Des institutions où les parents paient le prix fort pour inscrire leurs enfants. Les fédérations promettent de les surveiller, de les contrôler, mais une fois les réunions bouclées tout revient à la normale. C’est-à-dire un empirisme de bon aloi où les jeunes, les tout jeunes sont ballottés sans aucune éducation sportive technique reposant sur une véritable programmation et des exigences incontournables qu’impose le sport moderne.
Nous ne soulèverons pas les questions relatives au contrôle médical, à la nécessité de renforcer les segments et les articulations conformément à l’âge des sujets et cela exige des connaissances académiques que seules dispensent les Ecoles de formations, à l’apprentissage du rythme respiratoire, à la récupération et bien d’autres choses dont le jeune a besoin pour progresser et surtout pour atteindre le niveau physique, physiologique, technique et mental, requis pour accéder à la compétition puis la haute compétition.

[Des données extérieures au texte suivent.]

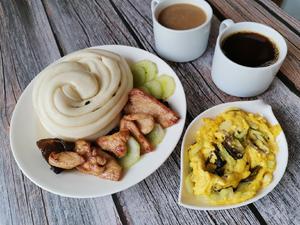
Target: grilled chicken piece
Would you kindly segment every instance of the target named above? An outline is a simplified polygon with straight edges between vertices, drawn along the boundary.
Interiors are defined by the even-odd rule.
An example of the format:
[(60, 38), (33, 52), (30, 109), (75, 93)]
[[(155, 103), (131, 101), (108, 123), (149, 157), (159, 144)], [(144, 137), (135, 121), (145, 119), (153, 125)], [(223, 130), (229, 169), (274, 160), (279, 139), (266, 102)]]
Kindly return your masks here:
[(103, 150), (110, 151), (121, 158), (127, 153), (128, 139), (129, 131), (122, 130), (112, 135), (99, 137), (96, 142)]
[(44, 159), (47, 161), (47, 163), (51, 166), (51, 170), (54, 173), (60, 173), (64, 169), (61, 167), (53, 166), (49, 163), (48, 159), (50, 154), (53, 153), (59, 153), (59, 152), (72, 152), (74, 151), (74, 142), (70, 141), (64, 141), (59, 138), (46, 138), (46, 139), (40, 139), (36, 142), (38, 148), (41, 150), (42, 155)]
[(130, 133), (132, 133), (132, 135), (140, 143), (142, 153), (153, 151), (153, 149), (154, 149), (153, 146), (144, 137), (142, 132), (139, 130), (139, 128), (135, 125), (135, 123), (133, 121), (125, 120), (124, 118), (121, 119), (120, 130), (129, 130)]
[(128, 103), (124, 111), (126, 114), (149, 114), (164, 128), (176, 124), (179, 120), (179, 116), (176, 112), (169, 109), (156, 98), (136, 88), (129, 92)]
[(115, 158), (84, 140), (76, 141), (75, 146), (76, 152), (85, 159), (85, 163), (76, 167), (80, 172), (108, 180), (121, 179), (122, 167)]
[(84, 163), (84, 158), (76, 152), (51, 152), (48, 162), (51, 166), (62, 169), (73, 169), (76, 166)]
[(154, 128), (154, 118), (149, 114), (136, 113), (123, 117), (126, 120), (135, 121), (143, 134), (149, 134)]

Nous relevons d’ailleurs les conséquences de cette absence de  travail de fond, au niveau des genres de blessures qui, parfois, mettent  fin à une carrière. Elles sont dues à ces entraînements menés sans assises scientifiques, par des personnes, d’anciens joueurs venus arrondir leurs  fins  de mois.
D’ailleurs, le peu de cas que l’on accorde à la compétition des jeunes est une des raisons principales de ces démarches approximatives que les clubs acceptent, par ignorance, contrainte budgétaire étant donné le peu de moyens dont ils disposent en raison de l’asphyxie qui étouffe la majorité des trésoreries.

Reprise en main
Les Directeurs techniques nationaux  en place sont sans aucun doute sensibilisés par cette situation qui règne au sein des clubs. Ils possèdent des compétences et ne manquent que de moyens pour agir et imposer ce qu’ils estiment nécessaires pour  reprendre en main ce réseau formateur dont les clubs ont besoin, mais qu’ils négligent pour une raison ou une autre.
A l’instar des niveaux exigés pour les entraîneurs, il faudrait instaurer par des moyens légaux le niveau minimum de ces Directeurs techniques des jeunes.
La Tunisie a été un des premiers pays à instaurer ce poste de directeur technique. C’était par conviction. Pour concevoir et appliquer un programme de formation, il fallait  ce pilote incontournable qui devait veiller sur tout, surtout que les dirigeants de clubs et même de fédérations sont pris par d’autres tâches et par les équipes fanion.
Aujourd’hui, il faudrait s’y mettre sérieusement pour donner à ces techniciens les moyens tout en étant persuadé de leur utilité, et les entourer d’hommes aussi portés vers la formation des jeunes venus pour servir et non se servir d’un club.